Dicen que un benedictino a principios del siglo XVII transcribió erróneamente un documento del siglo XII. En el original ponía Rovoyra Sacrata, algo así como "robledal sagrado". El roble siempre ha sido en las culturas celtas un árbol divino. El monje escribió, en cambio, Rivoyra sacra y así es como ha llegado a nosotros.
El Sil y el Miño han creado valles profundos, cañones ricos en tierra cultivable. Los viñedos se agrupan en terrazas con pendientes, en algún caso, bastante empinadas.
¿Llegó el vino con los romanos? ¿O fue más tarde, cuando los monasterios descubrieron un negocio que les proporcionaría cuantiosos beneficios? Los historiadores no se ponen de acuerdo. O eso nos dice una guía de uno de los paseos en ferry por el Sil. Nos confiesa que quiere presentarse a las oposiciones de secundaria para la pública; pocas plazas para muchos pretendientes. Nihil novum sub sole.
De entre esos monasterios destaca el de San Esteve. La iglesia tiene dos retablos; el renacentista preside el coro. Hay otro en piedra, románico, más atractivo: representan en una figuras esquemáticas, estilizadas a Jesucristo rodeado de sus discípulos.
Transformado el resto del edificio en un parador aún conserva tres de los claustros. Dos son renacentistas y el último combina el románico con el gótico tardío. En las paredes de este hay unas pinturas; difícil distinguir cuál es tema. Aún quedan restos del color.
Estos monasterios se enriquecieron en la Edad Media; fueron abandonados en el XIX. Entre las dos fechas podrían contarse muchas historias.
En los altos de estas colinas puedes encontrar restaurantes. Además de la vista de los valles, disfrutarás de cocina casera. Sus propietarios suelen ser familias: verás al padre, la madre y los hijos. En O cova, mientras contemplas el cañón del río Miño, te ofrecerán carne a la parrilla. Los postres caseros no quedan a la zaga.
Se cuenta que el fuego está quemando los bosques de estas tierras; aquí, al menos, por lo que he observado, todavía no ha llegado. ¡Al tiempo!
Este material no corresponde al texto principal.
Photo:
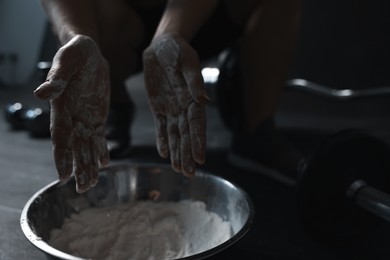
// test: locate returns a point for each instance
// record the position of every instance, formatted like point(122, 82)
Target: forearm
point(71, 17)
point(185, 17)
Estuve en Orense hace casi veinte años. No recordaba la Catedral y es extraño, porque no te deja indiferente. A la entrada un cartel nos agradece el que hayamos dejado un donativo; sorprende, porque el pago es obligatorio para poder visitarla. Debe de ser el sentido del humor gallego.
Tenemos un gótico elegante, pero que conserva ejemplos de otras tendencias. Esculturas románicas, sobrias, distantes; portadas románicas que recuerdan a la del maestro Mateo; una capilla barroca, la del Santo Cristo, brillante: necesitas salir para poder recuperar el aliento. ¡Tanta es la riqueza y el esplendor que atesora! El altar mayor se mueve más en el Renacimiento. Las figuras del coro no desmerecen.
Recordaba un museo arqueológico; me agradó porque era sencillo y aprovechaba con pocos medios el espacio que tenía. Me lo he encontrado en proceso de restauración con una fachada cubierta de andamios.
Había también una calle llena de bares. Si es la misma que he visto ahora, los bares se han transformado en restaurantes y han ocupado la calle con terrazas que no dejan sitio a los paseantes. El turismo lo devora todo.
Para salir del centro está el puente romano, bañado por el Miño. En este siglo XXI también tenemos el puente al estilo "Calatrava". Lo podían haber llamado del "descubrimiento"; aquí recibe el nombre de "el Milenio". Es curiosa la pasarela peatonal en forma de anillo; un hilo muy fino y elegante. Al otro lado, subiendo una cuesta pronunciada, llegas a la estación de tren.
El AVE te llevará a cuatrocientos kilómetros por hora -en su tramo más rápido- hasta Madrid en dos horas. Visto y no visto. Más bien, lo segundo.
Los viajes, ¡ay!, ya no son lo que eran.